Die Regierung hatte es gut gemeint: Diesen Winter sollte kein Mieter auf die Straße gesetzt werden. Allenfalls, wenn eine Wegweisung wegen häuslicher Gewalt verhängt wurde oder nach einer Ehescheidung einer der Ex-Partner gehen muss. Sonst nicht. Bis zum 31. März 2023. Solange sollten auch vor Gericht anhängige Anträge von Vermieter/innen auf Zwangsräumung Pause haben. Justizministerin Sam Tanson (Grüne) hinterlegte dazu am 3. Oktober im Parlament einen Gesetzentwurf. Der choix politique darin schien zu den Anti-Krisenmaßnahmen zu passen.
Diesen Mittwoch stimmte die Kammer über den Text ab. Die Diskussion war sehr kurz. Die meisten Fraktionen verzichteten auf ihre Redezeit, was ungewöhnlich ist. Die Justizministerin nahm nur anderthalb Minuten lang Stellung. Den meisten im Plenarsaal schien, was mit großer Mehrheit verabschiedet wurde, seltsam peinlich zu sein.
Gesetz wird nicht, was die Regierung wollte. Sondern was der Staatsrat für angemessen hält. Eine nahezu generelle und automatische trève hivernale bevorteile Mieter/innen gegenüber Vermieter/innen, verstoße gegen die Menschenrechtskonvention und die Verfassung. Außerdem sehe das Mietgesetz schon vor, dass Mieter/innen bis zu drei Mal drei Monate Aufschub erhalten können; wieso noch mehr geben? Weil der Staatsrat sein Gutachten erst vergangene Woche herausgab, blieb den Abgeordneten keine andere Wahl, als die opposition formelle darin zur Kenntnis zu nehmen und in der letzten Sitzungswoche vor Jahresende zu beschließen, was der Staatsrat als Vorschlag zur Güte anbot: Die Zwangsräumung muss ein Friedensrichter aussetzen. Im Eilverfahren, weil ja Winter ist. Aber erst nachdem die drei Aufschübe laut Mietgesetz ausgeschöpft sind. Und die betreffenden Mieter/innen müssten beweisen, dass ihre Lage tatsächlich prekär ist und sie genug unternommen haben, um eine andere Wohnung zu finden.

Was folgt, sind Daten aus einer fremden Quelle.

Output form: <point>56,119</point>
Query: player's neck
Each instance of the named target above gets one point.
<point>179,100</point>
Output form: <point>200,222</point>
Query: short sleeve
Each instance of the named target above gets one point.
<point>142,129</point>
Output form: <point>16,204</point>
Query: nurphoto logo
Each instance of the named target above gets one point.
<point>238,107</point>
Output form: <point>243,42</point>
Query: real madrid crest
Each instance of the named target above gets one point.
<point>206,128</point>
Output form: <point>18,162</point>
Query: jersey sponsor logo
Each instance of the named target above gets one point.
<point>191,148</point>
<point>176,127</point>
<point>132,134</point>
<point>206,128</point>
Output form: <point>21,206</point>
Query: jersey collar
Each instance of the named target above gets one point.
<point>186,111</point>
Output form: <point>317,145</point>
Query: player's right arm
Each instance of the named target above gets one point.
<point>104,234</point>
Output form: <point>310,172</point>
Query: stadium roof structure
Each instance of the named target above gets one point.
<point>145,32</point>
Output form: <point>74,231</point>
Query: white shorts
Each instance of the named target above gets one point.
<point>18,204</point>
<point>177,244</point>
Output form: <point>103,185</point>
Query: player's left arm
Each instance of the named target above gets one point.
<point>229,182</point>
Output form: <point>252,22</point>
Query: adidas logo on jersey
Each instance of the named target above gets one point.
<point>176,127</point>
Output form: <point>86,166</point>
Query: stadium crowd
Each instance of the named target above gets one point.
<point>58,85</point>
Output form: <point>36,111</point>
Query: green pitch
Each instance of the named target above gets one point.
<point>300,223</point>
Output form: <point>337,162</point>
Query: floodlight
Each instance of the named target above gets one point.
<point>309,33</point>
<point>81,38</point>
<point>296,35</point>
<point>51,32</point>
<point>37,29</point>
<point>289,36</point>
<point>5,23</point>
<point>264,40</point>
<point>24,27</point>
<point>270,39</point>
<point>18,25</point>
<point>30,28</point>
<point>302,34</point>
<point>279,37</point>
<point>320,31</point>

So weit kann in diesem Land das Misstrauen, ja die Verachtung gegenüber Menschen reichen, die zur Miete wohnen. Wohlgemerkt gegenüber jenen, die sozial schwach sind und im „environnement économique actuel“ und angesichts der „pressions inflationnistes“, auf die die Justizministerin zur Begründung ihres Gesetzentwurfs verwiesen hatte, womöglich ihre Miete nicht zahlen können. Jene, denen die „sozial gezielten Steuererleichterungen bis in die Mittelschicht hinein“, die die DP-Finanzministerin im April vorschlagen will, falls „Sputt“ da ist, besonders helfen würden.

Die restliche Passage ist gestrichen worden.